After that round of hypnobirthing, Rachel asked if I would like her to fill up the tub. This was really encouraging, since I knew that she didn't offer the tub until she thought someone was in more active labor. I told her yes, and then returned to the bed for more kneeling contractions, repeating the thought, "This is what I want," while I "ahhhed" my way through each intense contraction and watched Rachel fill the tub. By this time it was about 6:00. I asked for something to eat and had a little bit of a protein drink, which turned out not to be a good choice because I felt nauseous shortly thereafter.

Just before 7 P.M., I stepped into the tub, which was heavenly. The warm water took away a lot of the intensity I had been feeling throughout my body when I was on the bed. Rachel said, "I haven't checked you, so I just want you to do what your body tells you to." After a few minutes in the tub, I actually worried that I was too relaxed and that I was not making any progress, but the intensity returned fairly quickly. Josh got in the tub with me for a while, but then I had to ask him to get out, so I could turn sideways and get my pelvis really open. I really wanted that baby out soon! With each contraction I held on to the edge of the tub and squatted. As a contraction ended, I would let myself rock back into more of a sitting position in the water. Rachel got a cold washcloth and patted my face with it gently.

I started feeling a little discouraged and pouty because, it seemed like, pretty quickly, my contractions were spacing out again (even though they were still really strong). I thought about asking Rachel to check me, but knew it wasn't a good idea. I kept going back in forth in my mind thinking, "If you're really discouraged, you're probably in transition," and, "That would be nice, but probably you have a long ways to go." Josh kept telling me I was doing a great job and how proud of me he was. When Rachel got the mirror ready nearby I felt totally encouraged, even though she hadn't said anything. I asked her if she could put some lavendar oil on the wash rag so I could smell it because it really realxed me. Instead, she sprayed some in the air, which was awesome because it suddenly smelled like my room was a spa!

I heard Isaiah come home with my sister and hoped that he was o.k. hearing me make a lot of noise. Some of my "ahhs" were sounding kind of siren like to me at this point! Rachel suggested that I switch to low "ohh" sounds. "Soft, stretchy, and open," she said. I was thankful to have direction at this point, so I did exactly what she said, and pretty soon one of my "ohhhhs" was interrupted by an "uhh" when I felt pressure.
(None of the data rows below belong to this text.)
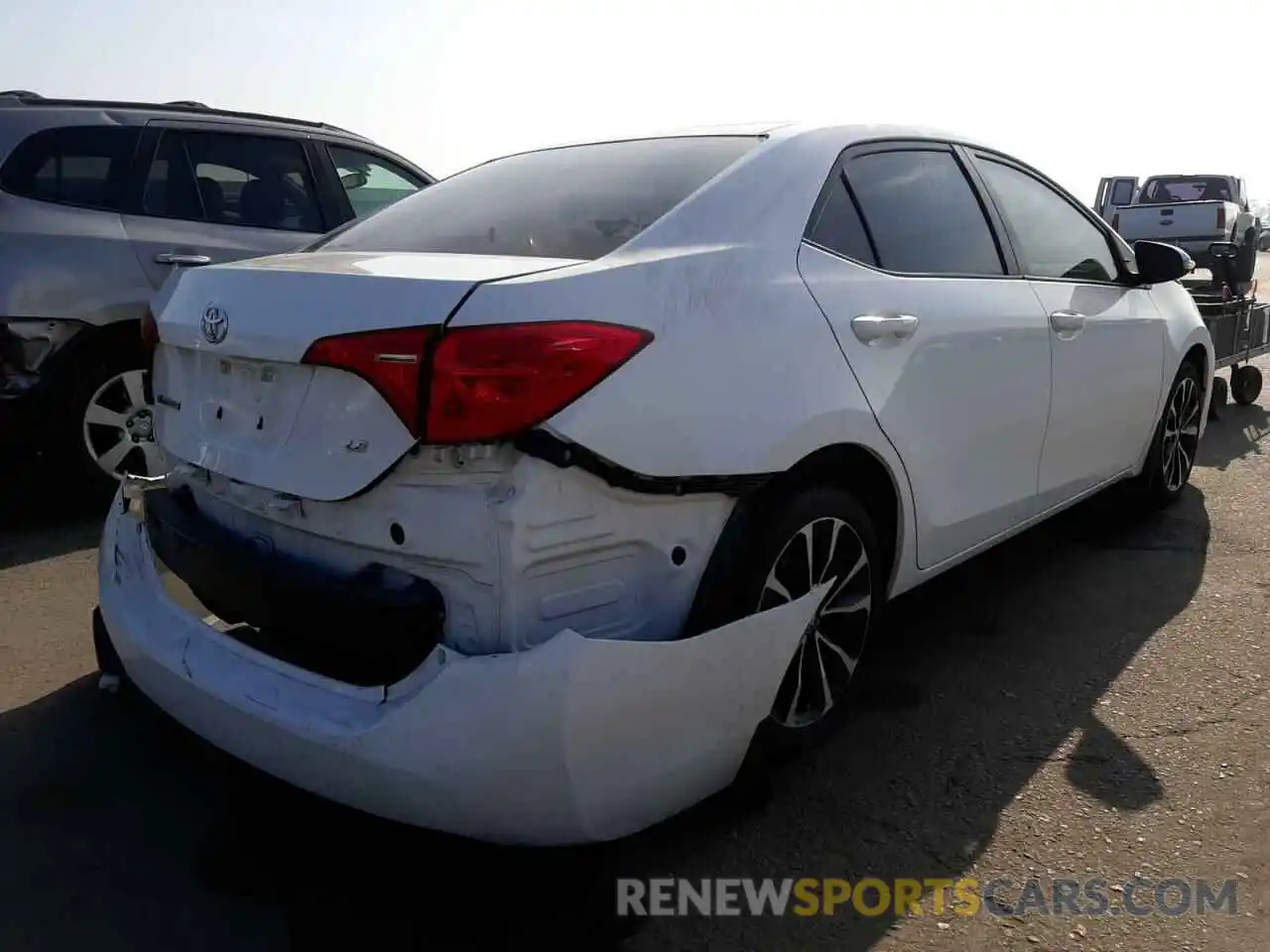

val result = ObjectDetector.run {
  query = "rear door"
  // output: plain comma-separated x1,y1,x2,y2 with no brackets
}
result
799,142,1051,568
1093,176,1138,222
123,123,335,289
974,153,1165,507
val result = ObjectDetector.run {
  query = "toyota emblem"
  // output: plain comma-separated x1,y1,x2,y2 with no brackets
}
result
199,304,230,344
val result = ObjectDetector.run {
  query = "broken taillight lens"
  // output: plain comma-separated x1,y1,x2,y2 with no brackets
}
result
304,321,653,444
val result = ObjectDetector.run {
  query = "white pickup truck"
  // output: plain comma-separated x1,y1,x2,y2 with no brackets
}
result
1093,176,1260,268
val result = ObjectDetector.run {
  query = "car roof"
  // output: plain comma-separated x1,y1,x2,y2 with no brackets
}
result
479,121,998,164
0,90,369,142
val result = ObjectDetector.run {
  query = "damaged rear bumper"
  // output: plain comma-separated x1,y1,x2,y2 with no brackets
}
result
99,500,831,845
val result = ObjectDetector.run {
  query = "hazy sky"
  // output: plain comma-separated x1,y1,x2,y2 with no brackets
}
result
0,0,1270,200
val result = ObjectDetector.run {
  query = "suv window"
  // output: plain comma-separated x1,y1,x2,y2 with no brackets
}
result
0,126,141,212
978,158,1119,281
845,149,1006,274
807,169,877,266
326,145,425,218
310,136,762,260
142,130,325,232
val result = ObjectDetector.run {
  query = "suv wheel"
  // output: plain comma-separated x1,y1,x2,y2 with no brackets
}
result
59,361,164,491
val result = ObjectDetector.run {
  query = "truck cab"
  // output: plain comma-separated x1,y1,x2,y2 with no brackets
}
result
1093,176,1260,268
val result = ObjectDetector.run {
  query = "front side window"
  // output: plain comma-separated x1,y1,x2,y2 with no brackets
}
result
978,158,1117,282
326,146,425,218
0,126,140,212
844,149,1006,276
144,130,323,234
310,136,762,260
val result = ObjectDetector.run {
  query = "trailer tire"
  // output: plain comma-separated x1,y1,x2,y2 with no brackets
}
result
1207,376,1230,420
1230,363,1261,407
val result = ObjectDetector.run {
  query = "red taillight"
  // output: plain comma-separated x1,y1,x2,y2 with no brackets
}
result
304,321,653,443
427,321,653,443
303,327,436,436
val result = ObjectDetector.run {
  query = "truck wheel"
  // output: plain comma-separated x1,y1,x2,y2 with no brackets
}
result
1230,363,1261,407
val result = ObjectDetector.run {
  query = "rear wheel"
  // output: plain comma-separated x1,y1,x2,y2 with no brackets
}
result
1137,361,1204,507
55,358,163,493
691,486,886,745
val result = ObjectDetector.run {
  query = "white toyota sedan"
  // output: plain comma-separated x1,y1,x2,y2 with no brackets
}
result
94,126,1212,844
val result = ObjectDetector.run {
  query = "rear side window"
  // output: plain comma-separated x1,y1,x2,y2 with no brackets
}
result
844,150,1006,274
807,169,877,266
0,126,141,212
142,130,323,234
310,136,762,260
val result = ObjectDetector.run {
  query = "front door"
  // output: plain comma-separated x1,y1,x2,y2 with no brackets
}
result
975,154,1165,505
799,144,1051,568
123,127,326,289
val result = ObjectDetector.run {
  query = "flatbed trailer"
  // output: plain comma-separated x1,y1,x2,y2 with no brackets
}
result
1183,278,1270,414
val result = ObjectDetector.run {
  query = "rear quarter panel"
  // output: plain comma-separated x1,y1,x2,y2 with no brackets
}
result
0,191,154,325
453,241,912,590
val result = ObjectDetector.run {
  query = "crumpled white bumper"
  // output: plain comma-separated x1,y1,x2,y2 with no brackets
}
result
98,499,830,844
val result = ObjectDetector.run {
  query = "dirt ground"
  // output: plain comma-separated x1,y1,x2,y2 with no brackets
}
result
0,265,1270,952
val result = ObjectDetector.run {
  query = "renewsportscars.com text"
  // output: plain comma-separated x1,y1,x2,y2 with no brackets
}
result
617,876,1238,916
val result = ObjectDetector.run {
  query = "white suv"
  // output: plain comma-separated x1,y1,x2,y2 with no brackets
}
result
95,126,1212,843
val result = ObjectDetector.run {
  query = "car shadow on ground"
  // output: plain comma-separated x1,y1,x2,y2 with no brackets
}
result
0,462,110,570
0,479,1209,952
1197,404,1270,470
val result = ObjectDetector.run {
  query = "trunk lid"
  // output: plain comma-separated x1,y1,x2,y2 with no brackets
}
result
154,251,572,502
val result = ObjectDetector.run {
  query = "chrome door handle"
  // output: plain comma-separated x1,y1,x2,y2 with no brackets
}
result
1049,311,1084,331
851,313,917,344
155,251,212,267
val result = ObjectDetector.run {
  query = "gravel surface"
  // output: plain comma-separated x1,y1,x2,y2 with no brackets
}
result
0,271,1270,952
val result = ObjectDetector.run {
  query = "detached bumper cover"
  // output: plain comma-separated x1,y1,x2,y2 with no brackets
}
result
99,500,831,845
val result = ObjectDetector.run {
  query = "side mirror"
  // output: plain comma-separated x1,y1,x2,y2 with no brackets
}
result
1133,241,1195,285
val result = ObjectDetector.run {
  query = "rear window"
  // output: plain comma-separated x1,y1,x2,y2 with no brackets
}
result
1138,176,1230,204
0,126,140,210
309,136,762,260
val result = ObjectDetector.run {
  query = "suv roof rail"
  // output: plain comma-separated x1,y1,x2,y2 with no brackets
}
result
0,89,366,141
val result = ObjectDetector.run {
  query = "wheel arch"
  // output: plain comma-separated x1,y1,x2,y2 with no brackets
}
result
50,317,145,377
685,443,907,635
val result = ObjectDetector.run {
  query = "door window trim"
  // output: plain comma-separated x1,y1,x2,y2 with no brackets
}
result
135,119,331,235
961,146,1137,289
802,137,1024,281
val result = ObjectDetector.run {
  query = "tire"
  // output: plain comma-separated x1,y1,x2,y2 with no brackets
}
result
1134,361,1204,509
1207,377,1230,420
51,355,162,495
1230,363,1261,407
694,486,888,748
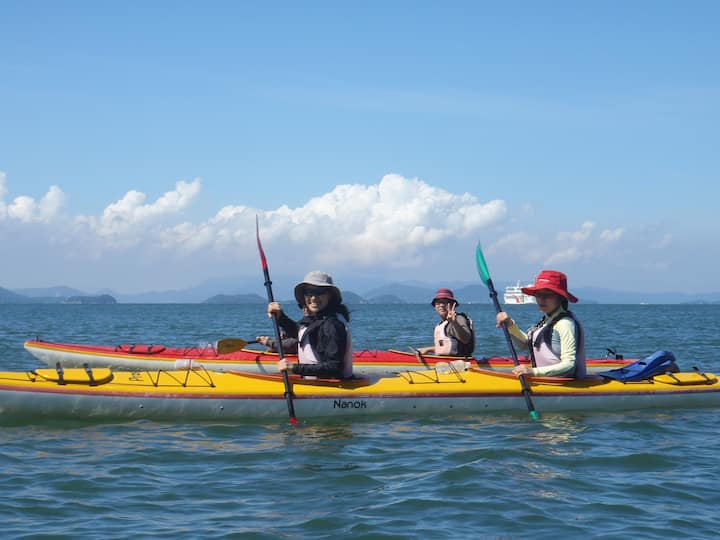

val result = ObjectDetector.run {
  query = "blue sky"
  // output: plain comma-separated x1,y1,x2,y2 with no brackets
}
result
0,0,720,292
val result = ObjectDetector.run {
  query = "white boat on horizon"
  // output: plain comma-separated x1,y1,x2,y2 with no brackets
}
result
503,280,537,304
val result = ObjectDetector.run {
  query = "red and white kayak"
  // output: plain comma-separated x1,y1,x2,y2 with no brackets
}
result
25,339,632,375
0,367,720,424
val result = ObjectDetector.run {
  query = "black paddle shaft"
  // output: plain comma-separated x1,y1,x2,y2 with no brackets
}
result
487,277,537,417
255,216,297,424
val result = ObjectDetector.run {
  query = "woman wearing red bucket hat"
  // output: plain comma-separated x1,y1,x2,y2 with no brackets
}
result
418,288,475,356
497,270,586,379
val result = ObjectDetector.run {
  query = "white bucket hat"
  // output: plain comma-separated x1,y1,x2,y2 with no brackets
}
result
295,270,342,306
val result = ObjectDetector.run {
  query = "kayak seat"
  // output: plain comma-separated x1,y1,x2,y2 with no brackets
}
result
115,343,165,354
598,351,680,382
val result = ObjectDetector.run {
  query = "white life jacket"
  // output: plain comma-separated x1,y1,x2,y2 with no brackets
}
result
527,312,586,379
298,313,353,379
433,313,475,356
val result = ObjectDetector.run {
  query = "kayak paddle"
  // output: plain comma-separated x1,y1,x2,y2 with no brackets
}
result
475,242,540,420
255,215,297,424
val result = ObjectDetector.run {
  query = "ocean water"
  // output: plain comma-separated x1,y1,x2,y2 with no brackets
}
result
0,304,720,539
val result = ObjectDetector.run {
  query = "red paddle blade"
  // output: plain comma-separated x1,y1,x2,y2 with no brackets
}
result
255,214,267,270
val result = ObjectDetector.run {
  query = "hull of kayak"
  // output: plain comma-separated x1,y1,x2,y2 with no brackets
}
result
0,368,720,422
25,340,631,375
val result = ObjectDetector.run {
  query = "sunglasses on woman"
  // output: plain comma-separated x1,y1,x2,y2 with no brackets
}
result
303,287,328,298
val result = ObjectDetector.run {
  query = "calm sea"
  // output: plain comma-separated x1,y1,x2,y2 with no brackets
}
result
0,304,720,539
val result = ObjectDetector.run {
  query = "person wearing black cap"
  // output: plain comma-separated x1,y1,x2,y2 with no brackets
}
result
268,271,352,379
418,288,475,356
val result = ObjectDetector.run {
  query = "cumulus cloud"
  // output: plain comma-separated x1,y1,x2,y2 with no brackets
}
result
0,171,65,223
162,174,507,265
76,178,201,245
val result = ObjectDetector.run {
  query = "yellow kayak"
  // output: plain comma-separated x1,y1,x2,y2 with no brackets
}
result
0,367,720,422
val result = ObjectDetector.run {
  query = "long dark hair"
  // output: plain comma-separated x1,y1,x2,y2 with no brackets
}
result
298,294,350,322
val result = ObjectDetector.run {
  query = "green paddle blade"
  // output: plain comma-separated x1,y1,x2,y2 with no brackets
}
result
475,242,490,285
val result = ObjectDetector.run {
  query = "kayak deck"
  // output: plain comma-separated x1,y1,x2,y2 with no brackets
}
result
0,368,720,421
25,340,631,375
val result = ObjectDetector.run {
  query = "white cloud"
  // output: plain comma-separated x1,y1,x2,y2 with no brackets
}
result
156,174,507,265
0,179,65,223
76,178,201,245
600,227,625,243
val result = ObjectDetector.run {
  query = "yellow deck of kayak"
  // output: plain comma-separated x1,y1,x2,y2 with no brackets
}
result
0,368,720,397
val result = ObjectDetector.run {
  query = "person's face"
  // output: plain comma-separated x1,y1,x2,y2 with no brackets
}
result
535,290,563,314
303,287,330,315
435,298,455,319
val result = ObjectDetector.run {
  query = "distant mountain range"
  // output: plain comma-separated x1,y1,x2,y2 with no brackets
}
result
0,276,720,304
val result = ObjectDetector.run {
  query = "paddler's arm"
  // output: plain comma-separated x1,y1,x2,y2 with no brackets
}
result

According to my Labor Record, this happened at 7:50 P.M.
I kept kneeling and holding on to the edge of the birth tub. Rachel commented that it sounded like I was bearing down, and I said that I wasn't really doing anything, but that if I tried to stop it felt uncomfortable. She said to go ahead and let it go then. I had a few more contractions without the pressure feeling and then things started happening really fast.

A few strong "uhhs" from me made Rachel run to get the other midwife, Claudia, who had arrived a little while earlier. I could feel the baby moving down the birth canal forcefully and then felt a pop in the water -- my membranes. With the next contraction, Rachel told me reach down and feel the babies head. On the one after that, Claudia said I should pant to keep him from coming to fast, which would probably make me tear. I panted away, but he still came down. It felt like his head was halfway in and halfway out, and I said, "He can't stay there!" which makes me laugh now. As the contraction ended, his head went back inside, and on the next one, Rachel, who was behind me, started listing all the parts she could see coming down. In one contraction I heard, "Forehead, ears, mouth, chin." Another one and the shoulders were out, Milo was down into the water, and Rachel floated him forward to me so I could pick him up out of the water. It was 8:26 P.M. and Milo let out a cry. Photobucket - Video and Image Hosting

Rachel ran to get my sister and Isaiah. Isaiah giggled when he saw the baby and kept repeating, "Baby Milo is here. That's my baby brother." Milo was clean and slippery, just like I remembered Isaiah being and he had the same golden-colored hair. After a few minutes Claudia helped me and it out of the tub and into my bed (which was well-protected). They left Milo's cord attached to the placenta for a while so he could keep receiving nourishment from it and he started nursing right away. I was amazed, since I had remembered it taking a while for Isaiah to get a hang of nursing. The other thing I thought was so amazing was how soft Milo's feet were and how he was already opening his eyes.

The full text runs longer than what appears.